The experiences of those trainings, both my teacher as well as the participants, they have stuck with me and their experiences have stuck with me. And specifically what I learned, there are certain aspects that I'm like. This is something that I can still communicate to you, something that I've learned and something that I am aware of and that I can educate others with my peers or the people that I mentor. So I feel like there are valuable soft skills related trainings.

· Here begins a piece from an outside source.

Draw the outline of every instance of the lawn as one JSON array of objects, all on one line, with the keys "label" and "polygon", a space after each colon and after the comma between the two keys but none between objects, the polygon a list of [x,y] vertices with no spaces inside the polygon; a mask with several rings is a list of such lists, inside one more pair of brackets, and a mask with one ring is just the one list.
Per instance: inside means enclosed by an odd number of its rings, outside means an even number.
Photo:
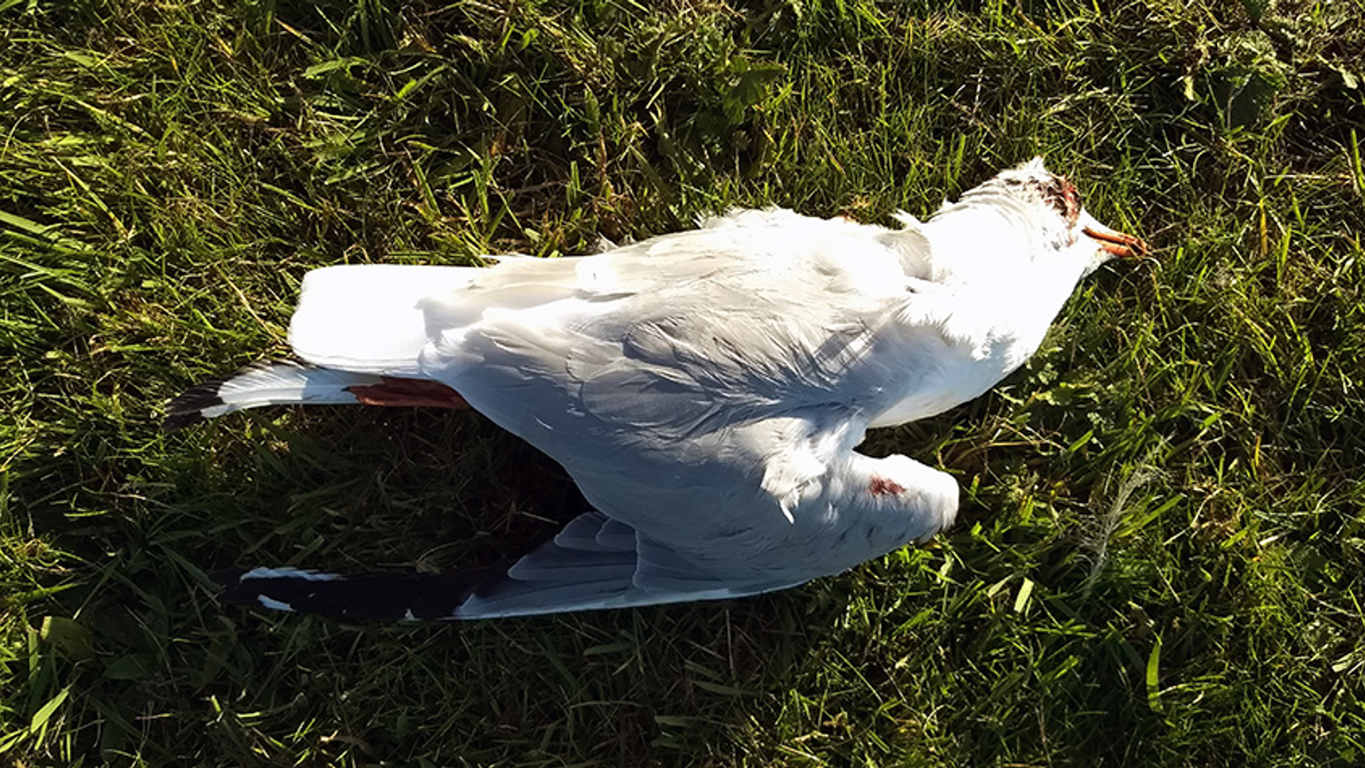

Yes, a lot of experience might even be more valuable. It is just easier to gain. You cannot do a training every single week in a calendar year. It just does not happen. So the more you can experience on the job with difficult conversations that you have with a peer or with a brilliant jerk, or with your manager, or in a conversation in a group of seniors, or by presenting a pitch that you have or an idea or a proposal or something to a large audience is going to be of

value to you. So do both. Figure out what trainings have your interest, ask around, ask for guidance, ask specifically to people. What trainings would you recommend? What has always stuck with you or have you had the most value when it comes to specific training? Do that and experience on the job. That's how you get better at soft skills. Now, I've talked a lot actually, and I still have about 20 questions left, I feel like. So I'm going to park this.